By
– June 25, 2012
Emmanuel Moses is a master of suggestion, evoking images, feelings and ideas while he submerges history, literature, mythology and politics within each poem (presented in French and English) to focus on intention and multiple-layered interpretations. So in “Dunkerque. In the Early Morning Fog,” we read, “Several voices discuss the danger of the crossing,/-The sea is riddled with mines since the last war — /Shadows of hands stir,/The one obsessed with kilometers shouts louder than the others/( Time pause) there are several answers to the only question…” Again, the past pervades the present in XXXVI from “The Year of the Dragon,” as the author notes how he served as postman during the war of Yom Kippur and watched the processions during Sadat’s visit to Jerusalem, “…So much for my memories. I can’t serve as witness for anything else. I didn’t even see my grandmother die. I thought that she was still breathing under the sheet,/And her coffin was like a suitcase/Where someone hides to cross the border/Without being seen.” A short poem, “The Inn,” best captures the essence of E. Moses’ ruminations, “…Suffering comes from elsewhere, what matter if it is reflected/in each word/he has learned a certain number of/things,/helped by aging,/notably that it’s necessary to love/who’s with us, who goes before/and awaits us,/seated at the nocturnal inn.” Like studying a fine painting or relishing a culinary delight, the reader needs to savor these poems repeatedly to receive their full atmosphere and flavor.
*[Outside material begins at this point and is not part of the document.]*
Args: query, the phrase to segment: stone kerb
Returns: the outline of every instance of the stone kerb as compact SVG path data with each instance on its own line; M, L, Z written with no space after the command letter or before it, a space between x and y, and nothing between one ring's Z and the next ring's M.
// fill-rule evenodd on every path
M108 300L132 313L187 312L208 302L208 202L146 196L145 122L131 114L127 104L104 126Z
Such appreciation eventually belies the complexity that initially confuses and then disappears, as in “Passions and Lions,” where the author shows us how to read a poem, “…I’d trace it with my finger/and with eyes half closed she’d wait until I got over it/because our time was done.”
Deborah Schoeneman, is a former English teacher/Writing Across the Curriculum Center Coordinator at North Shore Hebrew Academy High School and coeditor of Modern American Literature: A Library of Literary Criticism, Vol. VI, published in 1997.